Table 19.2: Key evaluation metrics for healthcare AI systems and their appropriate use cases.

GPT-4 in Clinical Trials and Medical Reasoning

GPT-4 passed the US Medical Licensing Examination (USMLE) with scores well above the passing threshold, demonstrating strong medical knowledge. However, passing a standardized test is very different from safe clinical deployment. LLMs can hallucinate medical facts, miss context from patient history, and provide plausible-sounding but incorrect diagnoses. Current research focuses on using LLMs as clinical documentation assistants, literature summarizers, and patient communication aids -- roles where they augment clinicians rather than replace them. Retrieval-augmented generation (RAG) from curated medical knowledge bases helps reduce hallucination in clinical LLM applications.

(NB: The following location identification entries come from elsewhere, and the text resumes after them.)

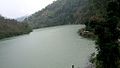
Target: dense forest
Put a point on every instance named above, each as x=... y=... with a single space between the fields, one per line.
x=11 y=27
x=60 y=12
x=104 y=23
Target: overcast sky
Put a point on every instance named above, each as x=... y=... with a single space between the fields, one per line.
x=18 y=8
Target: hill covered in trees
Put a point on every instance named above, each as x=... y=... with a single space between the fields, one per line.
x=60 y=12
x=11 y=27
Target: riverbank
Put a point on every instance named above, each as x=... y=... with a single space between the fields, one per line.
x=57 y=47
x=86 y=34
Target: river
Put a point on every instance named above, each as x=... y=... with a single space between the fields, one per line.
x=52 y=47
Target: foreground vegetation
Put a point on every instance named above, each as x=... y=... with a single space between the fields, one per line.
x=11 y=27
x=104 y=23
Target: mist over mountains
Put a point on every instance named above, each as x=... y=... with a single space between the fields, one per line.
x=60 y=12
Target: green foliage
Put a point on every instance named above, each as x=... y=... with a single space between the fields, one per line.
x=10 y=27
x=108 y=48
x=60 y=12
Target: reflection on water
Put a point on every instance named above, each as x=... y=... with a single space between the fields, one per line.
x=54 y=47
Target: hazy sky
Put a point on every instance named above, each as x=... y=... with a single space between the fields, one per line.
x=18 y=8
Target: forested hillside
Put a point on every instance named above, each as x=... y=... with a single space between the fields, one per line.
x=11 y=27
x=60 y=12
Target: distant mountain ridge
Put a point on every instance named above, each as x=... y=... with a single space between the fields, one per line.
x=11 y=27
x=20 y=19
x=60 y=12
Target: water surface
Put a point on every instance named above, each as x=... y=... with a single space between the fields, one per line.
x=53 y=47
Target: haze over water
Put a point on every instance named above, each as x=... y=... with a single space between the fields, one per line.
x=54 y=47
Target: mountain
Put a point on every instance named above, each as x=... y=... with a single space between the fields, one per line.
x=20 y=19
x=60 y=12
x=11 y=27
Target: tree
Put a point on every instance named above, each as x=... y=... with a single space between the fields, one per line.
x=108 y=48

Regulatory Pathway for Medical AI

Medical AI devices in the US require FDA clearance through one of three pathways: 510(k) for devices substantially equivalent to existing ones, De Novo for novel low-to-moderate risk devices, or Premarket Approval (PMA) for high-risk devices. As of 2024, the FDA has authorized over 900 AI-enabled medical devices, primarily in radiology and cardiology. The EU Medical Device Regulation (MDR) imposes similar requirements. Deploying a medical AI system without proper regulatory approval is illegal and dangerous.

Transfer Learning

Training a model pretrained on a large dataset (e.g., ImageNet) on a smaller domain-specific dataset, enabling strong performance with limited labeled medical data.

AUC-ROC

Area Under the Receiver Operating Characteristic curve, a threshold-independent metric measuring a model's overall discrimination ability between positive and negative classes.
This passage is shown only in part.